Sounds like a difficult transformation, but I feel like I'm missing something very obvious.
TIME Monday Tuesday Wednesday Thursday Friday Saturday Sunday
10 5 2 4 6 1 0 2
11 4 2 4 6 1 0 2
12 6 2 4 6 1 0 2
13 3 2 4 6 1 0 2
14 7 2 4 6 1 0 2
I tried to achieve this through pivot_table and stack, however, the best I got was a list of all days of the week with mean averages for time. Could you advise me which direction should I look into and how can I approach solving this?
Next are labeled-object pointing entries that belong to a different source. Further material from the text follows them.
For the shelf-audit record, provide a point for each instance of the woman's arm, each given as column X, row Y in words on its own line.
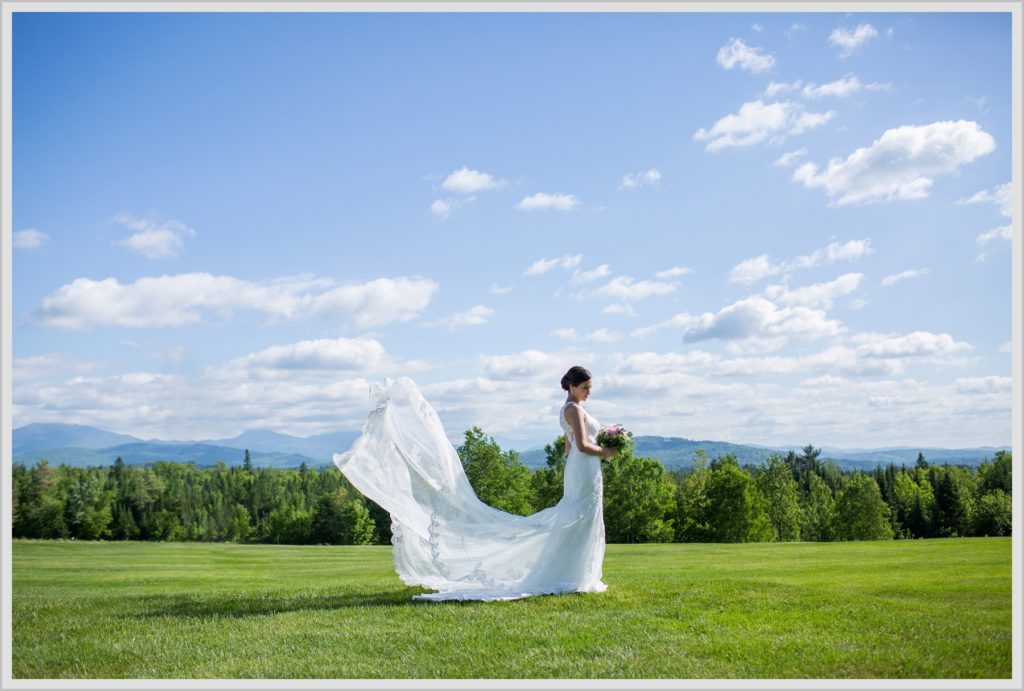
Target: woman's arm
column 574, row 419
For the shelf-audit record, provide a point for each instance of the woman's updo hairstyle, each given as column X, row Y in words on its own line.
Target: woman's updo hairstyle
column 576, row 376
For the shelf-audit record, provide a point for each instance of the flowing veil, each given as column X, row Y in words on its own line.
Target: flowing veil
column 444, row 536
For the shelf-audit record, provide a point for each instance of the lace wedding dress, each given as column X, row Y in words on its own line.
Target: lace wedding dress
column 448, row 540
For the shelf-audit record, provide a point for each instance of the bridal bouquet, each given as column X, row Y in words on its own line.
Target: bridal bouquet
column 615, row 436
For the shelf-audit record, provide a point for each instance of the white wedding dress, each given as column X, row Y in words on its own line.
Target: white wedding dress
column 448, row 540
CodePudding user response:
IIUC you can do something like this:
df
is from your given example data.
import pandas as pd
df = pd.DataFrame({
'ID': [108, 110, 112, 114, 116, 639, 640, 641, 642, 643],
'TIME': [15, 15, 16, 16, 15, 12, 12, 18, 16, 15],
'DAY': ['Saturday','Sunday','Wednesday','Friday','Monday','Wednesday','Saturday','Saturday','Thursday','Friday']
})
weekdays = [ 'Monday', 'Tuesday', 'Wednesday', 'Thursday', 'Friday', 'Saturday', 'Sunday']
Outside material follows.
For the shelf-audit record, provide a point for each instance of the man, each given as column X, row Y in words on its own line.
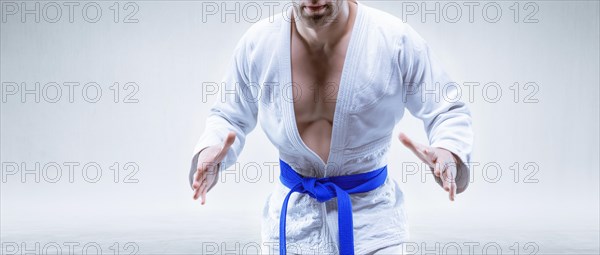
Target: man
column 328, row 81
out = (pd.crosstab(index=df['TIME'], columns=df['DAY'], values=df['TIME'],aggfunc='count')
.sort_index(axis=0) #sort by the index 'TIME'
.reindex(weekdays, axis=1) # sort columns in order of the weekdays
.rename_axis(None, axis=1) # delete name of index
.reset_index() # 'TIME' from index to column
)
print(out)
TIME Monday Tuesday Wednesday Thursday Friday Saturday Sunday
0 12 NaN NaN 1.0 NaN NaN 1.0 NaN
1 15 1.0 NaN NaN NaN 1.0 1.0 1.0
2 16 NaN NaN 1.0 1.0 1.0 NaN NaN
3 18 NaN NaN NaN NaN NaN 1.0 NaN
You were also in the right path with pivot_table
. I'm not sure what was missing to get you the right result but here is one approach with it. I added `margins, maybe it is also interesting for you to get the total ammount of each index/column.
weekdays = [ 'Monday', 'Tuesday', 'Wednesday', 'Thursday', 'Friday', 'Saturday', 'Sunday', 'Total']
out2 = (pd.pivot_table(data=df, index='TIME', columns='DAY', aggfunc='count', margins=True, margins_name='Total')
.droplevel(0,axis=1)
.reindex(weekdays, axis=1)
)
print(out2)
DAY Monday Tuesday Wednesday Thursday Friday Saturday Sunday Total
TIME
12 NaN NaN 1.0 NaN NaN 1.0 NaN 2
15 1.0 NaN NaN NaN 1.0 1.0 1.0 4
16 NaN NaN 1.0 1.0 1.0 NaN NaN 3
18 NaN NaN NaN NaN NaN 1.0 NaN 1
Total 1.0 NaN 2.0 1.0 2.0 3.0 1.0 10